Um, so we have a story for — about a student who took the French baccalaureate, and um … when it comes to the philosophy exam, it’s always like … it’ll be some like weird question sometimes. And apparently one year, the question was “what is audacity?” And, we have four hours to complete this test. So, some kids are writing like eight pages long, and some kids were writing like basically nothing. And other people, like there are other things you can choose to do if you’re taking the philosophy exam, it doesn’t have to be like one question, so people were doing other things. But, you can’t leave the exam until about an hour or two into it. So, this kid wrote one thing on his paper. It was literally a line long. And then… uh, kind of looks at his desk. And everyone’s kind of looking around wondering what’s happening. And uh, ‘cause we can’t mind our own business. But, um… So what happens is, once the hour — the first hour– is up, he goes and he turns that in and leaves. And, when everyone gets their results, you know we have a tendency of telling each other our results. So, what happens is, he gets his results, and his friends — obviously everyone’s asking what they got. They ask him and he said he got a perfect score, so 20 out of 20 in our case. And they said “what? We saw you. You only put one sentence. What did you say? And to the answer… to the question “what is audacity?” his answer is “this is audacity.” And just turned that in.

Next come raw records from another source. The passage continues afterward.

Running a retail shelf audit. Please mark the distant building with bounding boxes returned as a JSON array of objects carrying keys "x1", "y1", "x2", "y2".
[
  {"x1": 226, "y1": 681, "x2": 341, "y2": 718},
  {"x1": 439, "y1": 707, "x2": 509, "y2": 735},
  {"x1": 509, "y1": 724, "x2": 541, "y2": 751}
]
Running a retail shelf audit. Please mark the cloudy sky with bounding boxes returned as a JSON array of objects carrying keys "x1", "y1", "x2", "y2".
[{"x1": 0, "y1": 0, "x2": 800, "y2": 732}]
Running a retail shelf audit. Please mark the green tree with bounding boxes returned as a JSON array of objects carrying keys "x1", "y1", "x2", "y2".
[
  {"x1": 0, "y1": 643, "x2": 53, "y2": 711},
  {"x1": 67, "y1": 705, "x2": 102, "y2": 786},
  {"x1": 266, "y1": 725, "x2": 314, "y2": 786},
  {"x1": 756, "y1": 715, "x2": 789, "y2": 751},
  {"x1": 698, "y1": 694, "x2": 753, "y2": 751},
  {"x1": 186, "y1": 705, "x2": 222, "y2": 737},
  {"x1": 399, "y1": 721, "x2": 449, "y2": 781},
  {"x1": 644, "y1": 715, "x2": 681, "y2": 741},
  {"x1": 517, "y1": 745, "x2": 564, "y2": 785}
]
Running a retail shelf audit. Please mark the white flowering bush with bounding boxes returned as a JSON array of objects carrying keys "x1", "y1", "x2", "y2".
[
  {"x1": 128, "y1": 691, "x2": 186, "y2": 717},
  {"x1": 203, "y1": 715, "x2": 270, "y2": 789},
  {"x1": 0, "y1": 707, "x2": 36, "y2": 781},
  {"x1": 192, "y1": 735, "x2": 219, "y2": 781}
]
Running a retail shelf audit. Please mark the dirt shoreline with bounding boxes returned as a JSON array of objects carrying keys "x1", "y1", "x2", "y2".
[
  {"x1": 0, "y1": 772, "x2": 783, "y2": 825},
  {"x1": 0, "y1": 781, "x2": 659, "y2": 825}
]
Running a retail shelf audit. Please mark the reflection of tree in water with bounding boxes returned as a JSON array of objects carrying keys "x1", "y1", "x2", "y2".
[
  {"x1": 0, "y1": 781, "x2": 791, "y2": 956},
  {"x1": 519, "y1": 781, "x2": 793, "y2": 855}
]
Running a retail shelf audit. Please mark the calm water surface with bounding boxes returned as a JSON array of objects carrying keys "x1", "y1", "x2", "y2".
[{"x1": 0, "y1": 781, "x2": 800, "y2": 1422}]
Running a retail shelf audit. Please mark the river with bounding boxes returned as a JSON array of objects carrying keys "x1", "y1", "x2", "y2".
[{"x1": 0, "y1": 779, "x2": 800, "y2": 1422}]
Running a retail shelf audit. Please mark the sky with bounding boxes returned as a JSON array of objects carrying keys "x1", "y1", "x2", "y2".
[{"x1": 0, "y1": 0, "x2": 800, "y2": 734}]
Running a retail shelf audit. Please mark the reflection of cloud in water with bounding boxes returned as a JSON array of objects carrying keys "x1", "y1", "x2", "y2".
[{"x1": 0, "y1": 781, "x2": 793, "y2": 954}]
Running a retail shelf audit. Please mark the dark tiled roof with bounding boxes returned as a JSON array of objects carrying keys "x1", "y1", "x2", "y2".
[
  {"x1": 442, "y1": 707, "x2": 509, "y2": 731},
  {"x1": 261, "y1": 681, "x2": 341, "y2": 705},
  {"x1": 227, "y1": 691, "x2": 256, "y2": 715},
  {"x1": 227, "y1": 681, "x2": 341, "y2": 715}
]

This piece of folklore came up when a couple of college freshmen were sitting around a dorm room discussing senior year exams and the college application process. When the informant began to tell this story, I rushed and got my camera to record it. The informant said that the initial context she heard it, and would typically hear it, was when her and her high school classmates were discussing baccalaureate exams, usually right before they happened.
According to the informant, this legend was told during times of high stress in the baccalaureate process. Since those exams are so important and determine the student’s ability to get into the college they want, there is a lot of anxiety surrounding them. I think that this piece of folklore is spread to relieve some of the stress of the upcoming exams. It implies that you don’t have to do the longest and most elaborate work to be successful. Also, the fact that the main question in the legend is “what is audacity?” might imply that the more important thing when dealing with anxiety over the future is to just be audacious and bold.